4

I've got a CSV file which gives problems importing because of the fields containing new line characters. As CSV importers treat every newline as a new row, the newlines in the fields mess things up.

So I want to replace every newline within double quotes with <br> leaving the 'real' newlines outside double quotes untouched.

First step would be to be able to create a regexp to get the newlines within the text file.

(\n|\r)

But after this I get lost, because I can't find the xxx within this expression:

(")(xxx)(\n|\r)(xxx)(") 

And a solution to let the 'real' newlines untouched.
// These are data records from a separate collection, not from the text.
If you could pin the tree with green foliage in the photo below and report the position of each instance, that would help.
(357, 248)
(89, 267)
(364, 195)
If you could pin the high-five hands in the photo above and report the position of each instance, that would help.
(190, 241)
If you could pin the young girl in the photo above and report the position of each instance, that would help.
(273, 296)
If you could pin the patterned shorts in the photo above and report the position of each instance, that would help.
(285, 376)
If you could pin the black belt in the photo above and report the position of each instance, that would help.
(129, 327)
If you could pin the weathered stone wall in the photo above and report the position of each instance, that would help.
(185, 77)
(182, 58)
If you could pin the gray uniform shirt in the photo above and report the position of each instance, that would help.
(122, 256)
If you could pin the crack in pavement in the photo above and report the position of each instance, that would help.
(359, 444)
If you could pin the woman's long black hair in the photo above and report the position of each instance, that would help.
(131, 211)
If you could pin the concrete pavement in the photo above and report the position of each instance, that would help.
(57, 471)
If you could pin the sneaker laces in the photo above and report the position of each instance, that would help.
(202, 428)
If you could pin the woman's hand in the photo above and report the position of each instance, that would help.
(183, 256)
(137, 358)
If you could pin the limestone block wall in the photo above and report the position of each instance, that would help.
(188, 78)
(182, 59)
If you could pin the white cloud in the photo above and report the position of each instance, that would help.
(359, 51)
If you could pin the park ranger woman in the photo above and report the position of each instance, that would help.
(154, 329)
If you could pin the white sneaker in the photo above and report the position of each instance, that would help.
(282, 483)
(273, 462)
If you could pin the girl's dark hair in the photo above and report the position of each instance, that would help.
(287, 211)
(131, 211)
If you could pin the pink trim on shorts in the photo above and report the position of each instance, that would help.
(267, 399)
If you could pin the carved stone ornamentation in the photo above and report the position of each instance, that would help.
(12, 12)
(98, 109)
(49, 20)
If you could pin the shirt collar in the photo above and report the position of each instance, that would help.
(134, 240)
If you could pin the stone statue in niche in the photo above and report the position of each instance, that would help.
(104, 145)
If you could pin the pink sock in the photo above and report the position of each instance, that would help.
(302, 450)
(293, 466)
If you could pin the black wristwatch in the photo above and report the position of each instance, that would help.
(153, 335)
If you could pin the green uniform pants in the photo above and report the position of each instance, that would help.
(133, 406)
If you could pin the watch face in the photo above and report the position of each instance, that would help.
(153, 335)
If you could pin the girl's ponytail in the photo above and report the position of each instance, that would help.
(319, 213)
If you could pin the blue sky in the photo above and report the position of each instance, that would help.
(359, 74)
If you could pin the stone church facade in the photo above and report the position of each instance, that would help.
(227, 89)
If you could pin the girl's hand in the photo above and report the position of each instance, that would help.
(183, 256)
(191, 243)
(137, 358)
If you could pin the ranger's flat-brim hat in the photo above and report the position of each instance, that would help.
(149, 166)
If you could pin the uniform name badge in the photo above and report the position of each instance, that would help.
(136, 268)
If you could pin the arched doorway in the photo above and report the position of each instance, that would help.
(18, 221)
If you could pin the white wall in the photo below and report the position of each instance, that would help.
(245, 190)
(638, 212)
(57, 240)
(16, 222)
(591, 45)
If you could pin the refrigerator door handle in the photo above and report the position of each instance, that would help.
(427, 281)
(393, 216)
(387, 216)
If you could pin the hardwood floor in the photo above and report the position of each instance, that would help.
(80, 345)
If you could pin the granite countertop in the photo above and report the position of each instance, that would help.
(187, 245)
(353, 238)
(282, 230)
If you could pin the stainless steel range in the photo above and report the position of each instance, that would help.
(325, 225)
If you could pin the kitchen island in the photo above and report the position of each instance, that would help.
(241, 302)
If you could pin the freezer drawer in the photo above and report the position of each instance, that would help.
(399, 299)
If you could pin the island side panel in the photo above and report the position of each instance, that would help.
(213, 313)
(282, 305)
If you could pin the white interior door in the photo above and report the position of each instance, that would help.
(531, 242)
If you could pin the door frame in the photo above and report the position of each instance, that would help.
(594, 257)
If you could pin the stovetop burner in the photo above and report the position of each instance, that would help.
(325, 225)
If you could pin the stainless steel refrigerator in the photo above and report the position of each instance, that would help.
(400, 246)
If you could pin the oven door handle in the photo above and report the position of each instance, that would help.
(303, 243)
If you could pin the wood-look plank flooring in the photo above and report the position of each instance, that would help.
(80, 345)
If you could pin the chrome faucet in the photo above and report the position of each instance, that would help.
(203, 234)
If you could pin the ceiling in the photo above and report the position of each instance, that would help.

Concluding: How can I replace every newline within a field, enclosed by double quotes with a <br>

I'm now using sublime text to test the regex but later it will be used in a php application.

stUrb
  • 6,612
  • 8
  • 43
  • 71

5 Answers5

5

Search pattern:

("[^"\n]*)\r?\n(?!(([^"]*"){2})*[^"]*$)

Replacement Pattern:

$1<br>

RegEx Demo

anubhava
  • 761,203
  • 64
  • 569
  • 643
  • Almost!!! When you have multiple lines the newline at the end will also be replaced: http://regex101.com/r/wL9sQ4/1 – stUrb Oct 13 '14 at 10:41
  • Oh my this seems to be working !! Now just figuring out _how_ it works :) – stUrb Oct 13 '14 at 10:47
  • Glad to know it worked out. Just for more info on regex `(?!(([^"]*"){2})*[^"]*$)` is a lookahead that says don't match if **there are even number of quotes** ahead of the match. – anubhava Oct 13 '14 at 11:02
  • What if there are several newlines between quotes ? It works only when there is only one new line ( – Fəqan Çələbizadə Jan 08 '18 at 17:45
  • @FəqanÇələbizadə: Difficult to understand it from your comments. Feel free to post a question so that I can try to answer it. – anubhava Jan 08 '18 at 18:10
1

Could use preg_replace_callback() to match the quoted parts with an anonymous function:

$str = preg_replace_callback('~"[^"]+"~', function ($m) {
  return preg_replace('~\r?\n~', "<br>", $m[0]);
}, $str);

$m[0] corresponds to what's matching the whole pattern.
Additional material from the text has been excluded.